The page, “Optimizing your website for generative AI features on Google Search,” expands Google’s prior AI features documentation published in 2025. The earlier page explains how AI features work, how inclusion is controlled, and how performance is reported. The new guide focuses more directly on optimization advice and tactics Google says site owners can ignore.
Two sections are specifically worth highlighting. Google directly names popular optimization tactics it says aren’t necessary, and it redefines the AEO/GEO conversation as part of standard SEO.
Google Says AEO And GEO Are ‘Still SEO’
Google opens by confirming that foundational SEO best practices remain relevant for generative AI search.
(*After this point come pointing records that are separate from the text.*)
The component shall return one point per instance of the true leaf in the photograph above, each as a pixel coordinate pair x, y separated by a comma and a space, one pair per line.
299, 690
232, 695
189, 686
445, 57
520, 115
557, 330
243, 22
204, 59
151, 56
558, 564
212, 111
Its AI features are “rooted in our core Search ranking and quality systems” and rely on retrieval-augmented generation (RAG) and query fan-out to surface content from the Search index.
On the terminology debate, Google is direct. It defines “AEO” as “answer engine optimization” and “GEO” as “generative engine optimization,” then states:
“From Google Search’s perspective, optimizing for generative AI search is optimizing for the search experience, and thus still SEO.”
This echoes positions Google employees have taken at conferences. Gary Illyes and Cherry Prommawin told Search Central Live attendees that GEO and AEO don’t require separate frameworks. The position now appears in Google’s published documentation, providing an official reference to cite.
What Google Says You Don’t Need To Do
The guide includes a “Mythbusting generative AI search” section listing tactics it calls unnecessary for Google Search. The guide is more explicit than Google’s prior AI features page, particularly in naming llms.txt, chunking, inauthentic mentions, and AEO/GEO directly.
The guide says site owners can ignore the following for Google Search.
On llms.txt files and other “special” markup, Google says you don’t need to create machine-readable files, AI text files, markup, or Markdown to appear in generative AI search. Google may discover and index many file types beyond HTML, but that doesn’t mean those files receive special treatment.
On “chunking” content, the guide says there’s no requirement to break content into small pieces for AI systems. Google’s systems “are able to understand the nuance of multiple topics on a page and show the relevant piece to users.” Danny Sullivan made similar comments in January 2026, saying he’d spoken with Google engineers who recommended against chunking.
On rewriting content for AI systems, Google says AI systems can understand synonyms and general meanings. Site owners don’t need to capture every long-tail keyword variation or write in a specific way for generative AI search.